Myocardial GLS was measured using the Philips EPIQ7 machine by using commercially available software (QLAb) for the LV. (Fig. 2) The mean GLS was calculated by averaging the peak GLS values of three apical views (2-, 3- and 4-ch) and automatic endocardial contour tracking was performed in end-systole. The timing of end-systole was determined by aortic valve closure. LVGLS assessment was carried out by a single pyhsician (BBK). The normal limit of GLS, which is expressed as a negative value, was < -18% [7, 10]. In other words, the more negative values demonstrate the better cardiac function.

Fig. 2
figure 2

Speckle tracking apical three chamber view showing global longitudinal strain

Continuous variables were reported as means ± standard deviation (SD), while categorical variables were presented as percentages. The normality tests for continuous variables were determined with the Kolmogorov–Smirnov test. The categorical variables between the groups were evaluated with the chi-square test.
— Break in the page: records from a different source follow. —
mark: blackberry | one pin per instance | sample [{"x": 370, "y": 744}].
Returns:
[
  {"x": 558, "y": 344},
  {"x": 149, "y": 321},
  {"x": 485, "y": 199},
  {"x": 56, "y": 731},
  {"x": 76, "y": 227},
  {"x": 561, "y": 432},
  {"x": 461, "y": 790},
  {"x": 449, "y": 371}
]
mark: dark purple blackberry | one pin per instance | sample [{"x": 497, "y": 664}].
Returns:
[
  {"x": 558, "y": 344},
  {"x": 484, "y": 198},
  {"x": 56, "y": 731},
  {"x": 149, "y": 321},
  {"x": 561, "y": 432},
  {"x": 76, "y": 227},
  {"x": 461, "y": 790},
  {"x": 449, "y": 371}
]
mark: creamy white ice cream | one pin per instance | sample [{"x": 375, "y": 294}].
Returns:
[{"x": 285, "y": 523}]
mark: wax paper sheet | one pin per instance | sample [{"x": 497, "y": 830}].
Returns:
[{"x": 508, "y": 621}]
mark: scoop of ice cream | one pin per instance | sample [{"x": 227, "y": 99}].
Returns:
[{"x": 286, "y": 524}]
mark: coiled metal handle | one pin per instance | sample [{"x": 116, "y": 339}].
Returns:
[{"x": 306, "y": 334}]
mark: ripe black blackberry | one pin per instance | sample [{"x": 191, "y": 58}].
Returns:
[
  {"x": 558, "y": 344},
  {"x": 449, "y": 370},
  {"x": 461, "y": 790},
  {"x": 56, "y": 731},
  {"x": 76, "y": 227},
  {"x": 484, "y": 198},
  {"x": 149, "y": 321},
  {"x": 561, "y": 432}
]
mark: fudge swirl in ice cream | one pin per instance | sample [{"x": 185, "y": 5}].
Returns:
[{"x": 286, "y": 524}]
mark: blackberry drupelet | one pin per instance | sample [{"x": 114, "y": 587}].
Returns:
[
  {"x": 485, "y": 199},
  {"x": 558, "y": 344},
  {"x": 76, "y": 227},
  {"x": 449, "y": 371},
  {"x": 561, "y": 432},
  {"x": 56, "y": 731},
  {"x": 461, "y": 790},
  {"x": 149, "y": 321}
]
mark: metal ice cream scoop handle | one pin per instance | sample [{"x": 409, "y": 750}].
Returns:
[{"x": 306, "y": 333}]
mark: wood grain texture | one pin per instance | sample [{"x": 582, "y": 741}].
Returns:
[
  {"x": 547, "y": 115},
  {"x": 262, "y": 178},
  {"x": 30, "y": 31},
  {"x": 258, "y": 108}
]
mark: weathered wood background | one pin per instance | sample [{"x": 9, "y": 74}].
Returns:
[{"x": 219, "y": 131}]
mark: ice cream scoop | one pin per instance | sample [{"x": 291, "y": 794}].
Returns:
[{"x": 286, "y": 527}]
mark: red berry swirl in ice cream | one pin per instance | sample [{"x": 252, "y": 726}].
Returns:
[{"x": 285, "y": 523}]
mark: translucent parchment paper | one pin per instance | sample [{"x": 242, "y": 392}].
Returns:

For continuous variables, the normally distributed data were evaluated with the Student's t-test and the data which was not normally distributed were evaluated with the Mann–Whitney U test. Multivariate logistic regression analysis was performed to evaluate the independent predictors of LVGLS > -18 and adverse clinical events. Values of p < 0.05 were considered statistically significant. SPSS 22 software (SPSS Inc, Chicago, Illinois) was used to perform all statistical analysis.

Results

The demographic, clinical and laboratory data of the subjects were shown in Table 1. There were 22 males (57.9%) and 16 females (42.1%). The mean age of the patients was 54.4 ± 12.9 years (minimum 20, maximum 81). The positive troponin group was significantly older than the negative troponin group. There was no statistically significant difference between the groups in terms of DM, HTN, sex, smoking rates and BMI levels. Medical treatment of COVID-19 pneumonia was similar between the groups except for oseltamivir and favipiravir therapy. Compared with patients in the low troponin group, those in the high troponin group were more likely to have a higher D-dimer, CRP, procalcitonin, ferritin, creatinine, alanine transaminase (ALT), aspartate transaminase (AST) and lactate dehydrogenase (LDH) levels. There was no statistically significant difference in glucose levels and complete blood count parameters between the two groups.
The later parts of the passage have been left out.